In Rome itself, however, there were many who wished to forget or even to repudiate his legacy. His biography in the official papal chronicle, the
Liber Pontificalis
, is sketchy to the point of insult, and there are other signs of dissatisfaction with the direction in which he had taken the Roman Church. Gregory was the first monk to become pope. Determined to transform the Church by a spirit of monastic zeal and humility, he had chosen monks to fill key offices and lead key enterprises, like the mission to England. On his death, the Roman clergy’s outraged
esprit de corps
and concern for career structure reasserted itself. Gregory’s successor, Sabinian (604–6) was commended in the
Liber Pontificalis
for ‘filling the Church with clergy’, meaning that he had promoted city clergy in preference to monks. Sabinian’s epitaph praises him for having worked his way up the ladder of promotion, an implied criticism of Gregory’s rapid rise in a time of crisis. It would be seventy years before another monk was made pope, and successive papal elections swung back and forth between pro- and anti-Gregorian candidates.
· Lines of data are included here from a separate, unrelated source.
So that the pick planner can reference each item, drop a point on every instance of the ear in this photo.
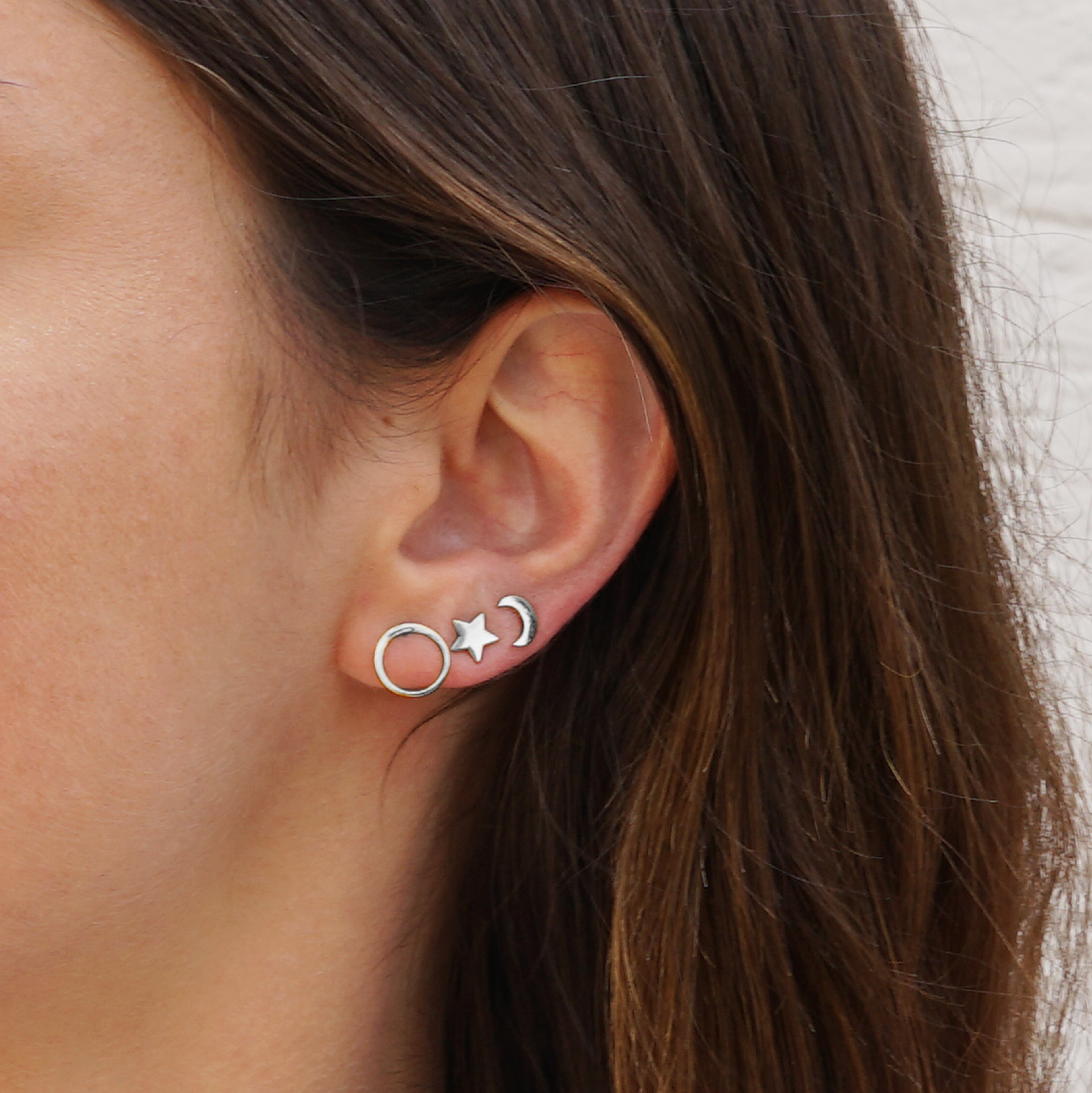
(535, 475)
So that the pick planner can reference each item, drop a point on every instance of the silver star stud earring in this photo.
(473, 637)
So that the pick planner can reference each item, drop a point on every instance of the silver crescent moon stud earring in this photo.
(403, 631)
(527, 617)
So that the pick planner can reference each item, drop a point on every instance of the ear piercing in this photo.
(469, 637)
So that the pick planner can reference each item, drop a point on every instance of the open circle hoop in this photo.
(403, 631)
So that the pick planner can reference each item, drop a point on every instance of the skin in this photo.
(224, 855)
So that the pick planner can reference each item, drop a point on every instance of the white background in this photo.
(1016, 80)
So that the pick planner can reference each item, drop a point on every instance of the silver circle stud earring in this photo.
(403, 631)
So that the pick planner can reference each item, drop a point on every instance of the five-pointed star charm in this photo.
(474, 637)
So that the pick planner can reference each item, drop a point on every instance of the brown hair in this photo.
(782, 810)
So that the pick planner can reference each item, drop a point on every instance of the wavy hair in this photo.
(783, 809)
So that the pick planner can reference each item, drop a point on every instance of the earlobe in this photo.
(553, 453)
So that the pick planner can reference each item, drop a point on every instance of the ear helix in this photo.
(470, 637)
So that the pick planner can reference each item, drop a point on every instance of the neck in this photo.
(299, 955)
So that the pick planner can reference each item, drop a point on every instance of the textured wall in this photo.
(1018, 76)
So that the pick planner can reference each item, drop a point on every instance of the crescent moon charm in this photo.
(527, 617)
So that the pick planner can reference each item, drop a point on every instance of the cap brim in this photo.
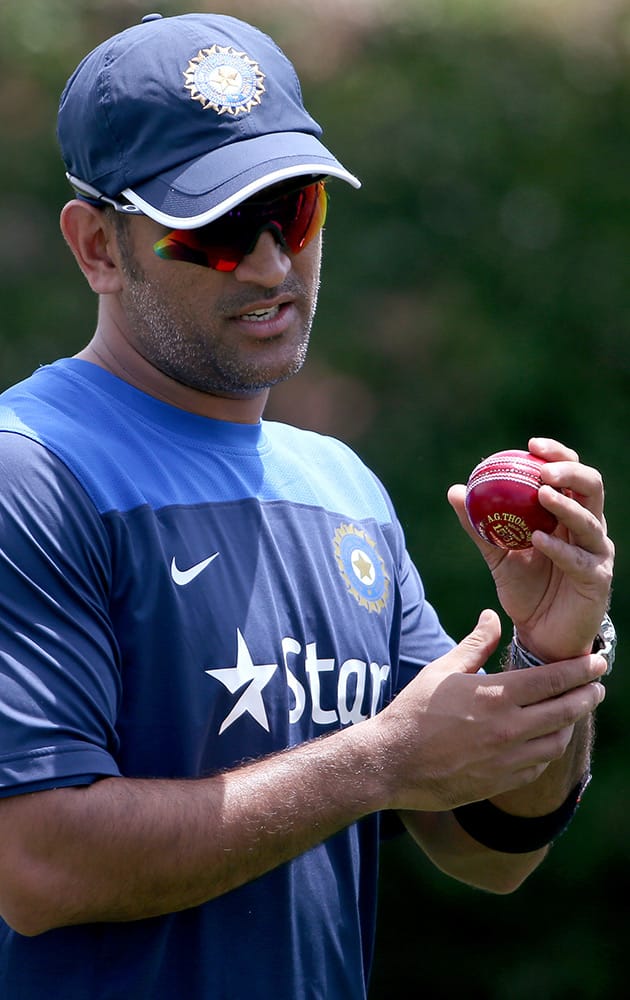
(200, 191)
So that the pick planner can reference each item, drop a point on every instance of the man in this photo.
(218, 664)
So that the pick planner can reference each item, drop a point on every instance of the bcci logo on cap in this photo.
(224, 80)
(362, 567)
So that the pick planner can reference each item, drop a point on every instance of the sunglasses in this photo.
(293, 218)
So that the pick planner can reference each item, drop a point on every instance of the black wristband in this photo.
(501, 831)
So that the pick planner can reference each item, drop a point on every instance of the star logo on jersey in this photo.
(362, 567)
(252, 678)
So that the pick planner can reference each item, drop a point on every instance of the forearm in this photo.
(125, 849)
(463, 857)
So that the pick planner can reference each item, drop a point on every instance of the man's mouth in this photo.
(260, 315)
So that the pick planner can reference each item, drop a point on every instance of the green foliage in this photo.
(476, 291)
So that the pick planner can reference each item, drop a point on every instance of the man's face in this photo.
(228, 334)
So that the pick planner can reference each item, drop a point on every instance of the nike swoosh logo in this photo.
(184, 576)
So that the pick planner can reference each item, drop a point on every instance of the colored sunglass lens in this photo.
(294, 219)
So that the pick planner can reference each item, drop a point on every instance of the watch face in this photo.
(606, 642)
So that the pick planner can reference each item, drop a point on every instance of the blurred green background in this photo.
(476, 291)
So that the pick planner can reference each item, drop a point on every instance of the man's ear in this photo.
(91, 238)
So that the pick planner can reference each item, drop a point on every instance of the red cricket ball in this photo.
(502, 499)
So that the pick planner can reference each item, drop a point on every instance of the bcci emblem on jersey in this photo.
(362, 567)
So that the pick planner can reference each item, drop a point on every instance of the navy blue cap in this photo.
(187, 116)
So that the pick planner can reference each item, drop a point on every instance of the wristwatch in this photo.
(605, 644)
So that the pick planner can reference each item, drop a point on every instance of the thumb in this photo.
(473, 651)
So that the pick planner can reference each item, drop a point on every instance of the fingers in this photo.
(473, 651)
(550, 681)
(551, 451)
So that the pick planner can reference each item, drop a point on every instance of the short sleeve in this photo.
(59, 664)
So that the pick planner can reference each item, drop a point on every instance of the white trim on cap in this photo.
(195, 221)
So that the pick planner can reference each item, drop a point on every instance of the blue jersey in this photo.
(177, 595)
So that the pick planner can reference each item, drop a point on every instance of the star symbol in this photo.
(255, 676)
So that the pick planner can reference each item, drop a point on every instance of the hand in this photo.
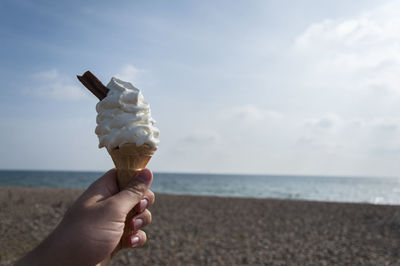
(91, 230)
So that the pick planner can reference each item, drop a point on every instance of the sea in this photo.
(316, 188)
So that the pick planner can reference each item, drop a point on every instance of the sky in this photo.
(262, 87)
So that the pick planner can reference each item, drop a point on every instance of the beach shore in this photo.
(192, 230)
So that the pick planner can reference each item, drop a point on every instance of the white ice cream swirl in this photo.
(124, 117)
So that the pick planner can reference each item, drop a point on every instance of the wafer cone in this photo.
(129, 159)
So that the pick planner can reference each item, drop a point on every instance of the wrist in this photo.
(53, 250)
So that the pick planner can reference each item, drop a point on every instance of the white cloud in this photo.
(249, 113)
(52, 84)
(202, 136)
(129, 73)
(358, 53)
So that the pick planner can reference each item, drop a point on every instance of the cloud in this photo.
(51, 84)
(249, 113)
(129, 73)
(358, 53)
(203, 137)
(325, 122)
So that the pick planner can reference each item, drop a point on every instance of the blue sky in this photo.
(279, 87)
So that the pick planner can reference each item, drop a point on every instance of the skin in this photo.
(91, 230)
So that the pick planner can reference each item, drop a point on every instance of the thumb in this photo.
(131, 195)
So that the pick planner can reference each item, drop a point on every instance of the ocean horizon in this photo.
(374, 190)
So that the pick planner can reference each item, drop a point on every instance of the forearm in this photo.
(56, 249)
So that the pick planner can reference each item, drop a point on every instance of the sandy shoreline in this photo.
(192, 230)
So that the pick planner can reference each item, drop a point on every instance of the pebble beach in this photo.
(195, 230)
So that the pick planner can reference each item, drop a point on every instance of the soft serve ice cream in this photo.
(124, 117)
(126, 129)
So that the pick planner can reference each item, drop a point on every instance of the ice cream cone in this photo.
(129, 159)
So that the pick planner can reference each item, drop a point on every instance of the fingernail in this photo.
(144, 176)
(143, 205)
(134, 240)
(137, 224)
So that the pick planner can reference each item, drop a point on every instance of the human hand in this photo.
(91, 230)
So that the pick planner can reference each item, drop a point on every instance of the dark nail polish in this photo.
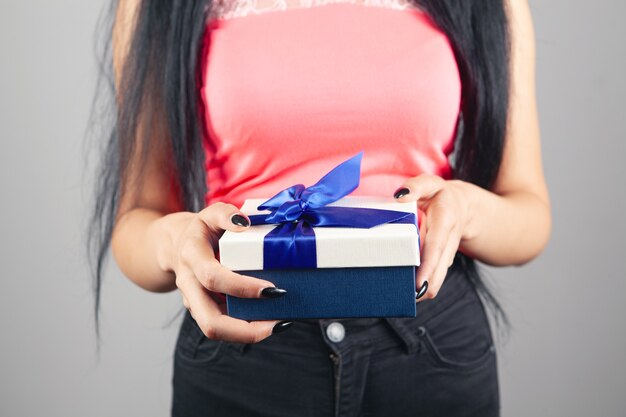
(422, 290)
(281, 326)
(401, 192)
(239, 220)
(273, 292)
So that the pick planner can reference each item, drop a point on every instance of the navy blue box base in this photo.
(331, 293)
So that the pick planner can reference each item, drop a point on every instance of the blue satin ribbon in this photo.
(298, 209)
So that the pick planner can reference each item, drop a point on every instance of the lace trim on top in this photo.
(226, 9)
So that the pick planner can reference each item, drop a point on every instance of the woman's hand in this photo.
(444, 208)
(201, 278)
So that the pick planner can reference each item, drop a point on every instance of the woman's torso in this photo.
(291, 90)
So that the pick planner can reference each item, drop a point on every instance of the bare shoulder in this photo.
(125, 18)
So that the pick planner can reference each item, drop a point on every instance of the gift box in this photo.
(336, 256)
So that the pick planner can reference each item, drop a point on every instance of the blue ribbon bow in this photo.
(298, 209)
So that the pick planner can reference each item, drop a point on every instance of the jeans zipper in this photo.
(335, 360)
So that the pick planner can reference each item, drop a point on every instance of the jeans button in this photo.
(335, 332)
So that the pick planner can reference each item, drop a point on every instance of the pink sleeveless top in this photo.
(289, 94)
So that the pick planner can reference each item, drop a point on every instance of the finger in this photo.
(439, 226)
(421, 187)
(217, 325)
(439, 276)
(214, 277)
(224, 216)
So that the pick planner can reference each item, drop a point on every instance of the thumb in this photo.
(221, 216)
(423, 186)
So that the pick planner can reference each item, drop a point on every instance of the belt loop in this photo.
(410, 339)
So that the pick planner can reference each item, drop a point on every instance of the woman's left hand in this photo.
(444, 213)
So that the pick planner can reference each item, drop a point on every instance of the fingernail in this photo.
(239, 220)
(281, 326)
(401, 192)
(273, 292)
(422, 290)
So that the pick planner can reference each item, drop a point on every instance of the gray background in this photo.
(565, 355)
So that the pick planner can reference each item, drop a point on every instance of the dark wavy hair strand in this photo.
(159, 87)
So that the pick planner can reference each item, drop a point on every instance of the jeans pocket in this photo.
(456, 357)
(193, 347)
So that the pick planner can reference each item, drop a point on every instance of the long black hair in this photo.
(159, 81)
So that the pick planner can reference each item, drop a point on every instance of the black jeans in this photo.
(441, 363)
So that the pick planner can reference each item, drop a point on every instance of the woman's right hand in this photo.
(201, 278)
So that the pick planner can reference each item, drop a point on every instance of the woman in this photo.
(222, 102)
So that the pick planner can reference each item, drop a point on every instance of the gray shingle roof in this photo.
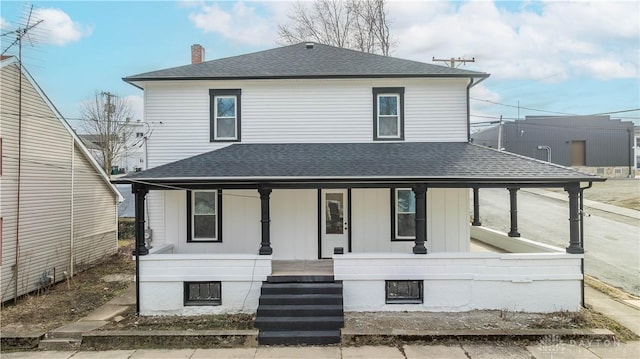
(359, 162)
(297, 61)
These divisions in the Roman Church were highlighted by the rapid turnover of popes in the first half of the seventh century: there were ten elections between Gregory’s death in 604 and Martin Is accession in 649. Recurrent elections had the effect of drawing attention to another striking feature of the period, the subordination
of the papacy to the emperors at Constantinople. Many popes had already served as papal apocrisiary in Constantinople. Since the reconquest, it had been mandatory for the Pope-elect to seek confirmation of his appointment from the Emperor before he could be consecrated. The result was long and burdensome delay. Pope Sabinian had to wait six months for the imperial mandate, Boniface III (607) almost a year, Boniface IV (608–15) ten months, Boniface V (619–25) thirteen months. Some of these delays were due to the difficulties of travel and the elaborate bureaucracy of Constantinople, others to the preoccupations of the emperors with the growing crisis in the East.